How to set out the SWOT analysis
You can use a spreadsheet, a word document, or a flipchart and sticky notes to lay out the SWOT sections. You may want a ‘one pager’ with four sections on one page so that you can reference each item easily. Whichever way you choose is fine, just make sure it is easy to understand for the analysis stage.
In your strengths section, list the positive attributes of your business that are within your control, such as:
● What do you do successfully?
● What do you do better than your competition?
● Do you have a unique selling point? For example you may specialise in a certain sector.
● What customer feedback are you particularly proud of?
● What operational processes work really well?
● What assets do you have, in terms of knowledge, education, network and reputation?
Now list your weaknesses in a separate section. These are things that are also within your control, like:
● What do you lack compared to your competitors?
● What business processes could be accelerated?
● Is your location important to your success?
● Are there gaps in the team that could be filled?
● Are there assets (both tangible assets, like money or equipment, or intangible such as digital literacy) that you are missing, that could be crucial to your success?
Opportunities are factors in your business environment that that you could capitalise on, such as:
● Is your market, or your target audience growing? For example, maybe you have spotted a new industry that you could specialise in before any competitors do so.
● Are there new or interesting events that your firm could attend?
● Any upcoming regulatory changes that may impact your business or your clients?
Now list your threats, which are risks that could materialise. While you can protect your firm with contingency plans, you cannot prevent them from happening. These could be factors such as:
● Are there new competitors entering your market?
● Will changes in technology affect how you do business?
● Is client behaviour changing in a way that could affect you?
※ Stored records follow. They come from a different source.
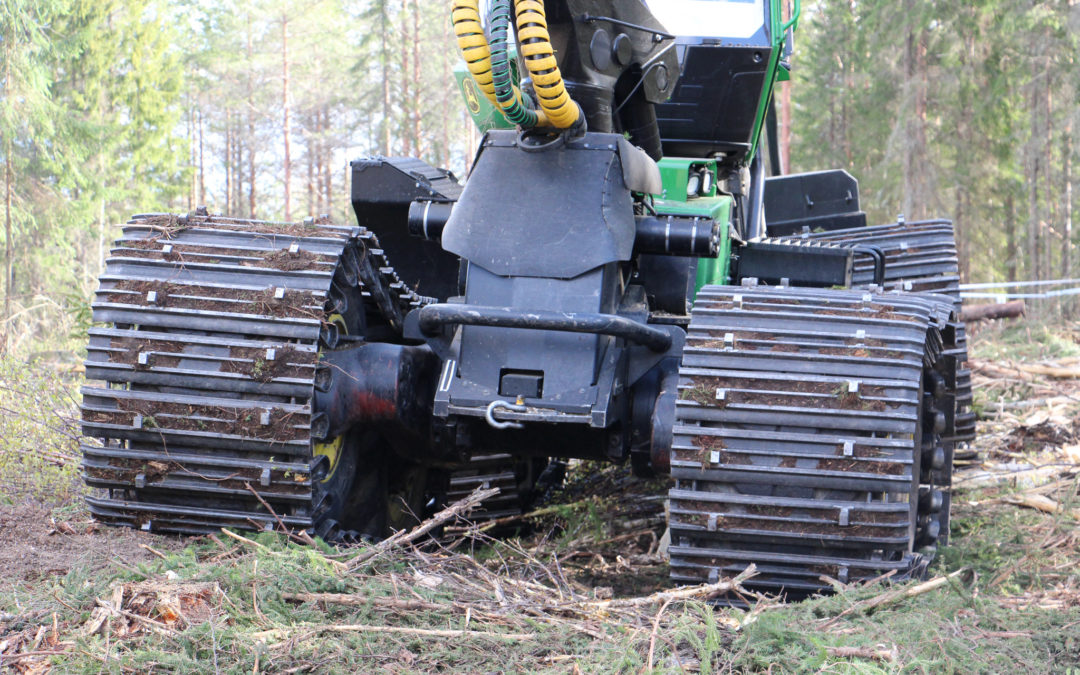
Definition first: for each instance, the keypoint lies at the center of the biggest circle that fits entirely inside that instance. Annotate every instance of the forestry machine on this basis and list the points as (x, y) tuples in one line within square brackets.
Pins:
[(618, 280)]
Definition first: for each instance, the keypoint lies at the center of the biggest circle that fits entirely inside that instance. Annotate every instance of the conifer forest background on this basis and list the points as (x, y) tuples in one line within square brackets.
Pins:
[(253, 108)]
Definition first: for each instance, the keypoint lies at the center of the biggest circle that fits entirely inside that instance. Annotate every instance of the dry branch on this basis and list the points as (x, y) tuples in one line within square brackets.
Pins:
[(356, 628), (704, 591), (890, 597), (1039, 502), (862, 652), (447, 514), (993, 310), (346, 598)]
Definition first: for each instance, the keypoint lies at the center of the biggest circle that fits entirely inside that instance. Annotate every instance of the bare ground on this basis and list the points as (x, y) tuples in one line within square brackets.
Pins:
[(36, 544)]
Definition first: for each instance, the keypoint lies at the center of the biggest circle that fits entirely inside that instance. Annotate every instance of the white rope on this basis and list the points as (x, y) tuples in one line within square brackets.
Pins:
[(1018, 284), (1003, 297)]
For example, are many clients doing their accounting or bookkeeping online and is your business equipped to manage that?
● Do you have any clients in sectors that are failing or falling behind in market trends that you may lose?
Time to analyse what you’ve listed and create a business strategy. Look at your strengths and opportunities and find ways to match them up so that you can take advantage of available opportunities. Then look at how your strengths can protect you from any threats. This will allow you to tap into the potential of your strengths in a focused way.
By looking at your weaknesses you can make a plan of action of how to change those too.
Finally create a list of actions you’ll make, which will be your strategy. This gives your accounting firm a list of things to focus on for the foreseeable future that will help to achieve business growth and adapt to the future market.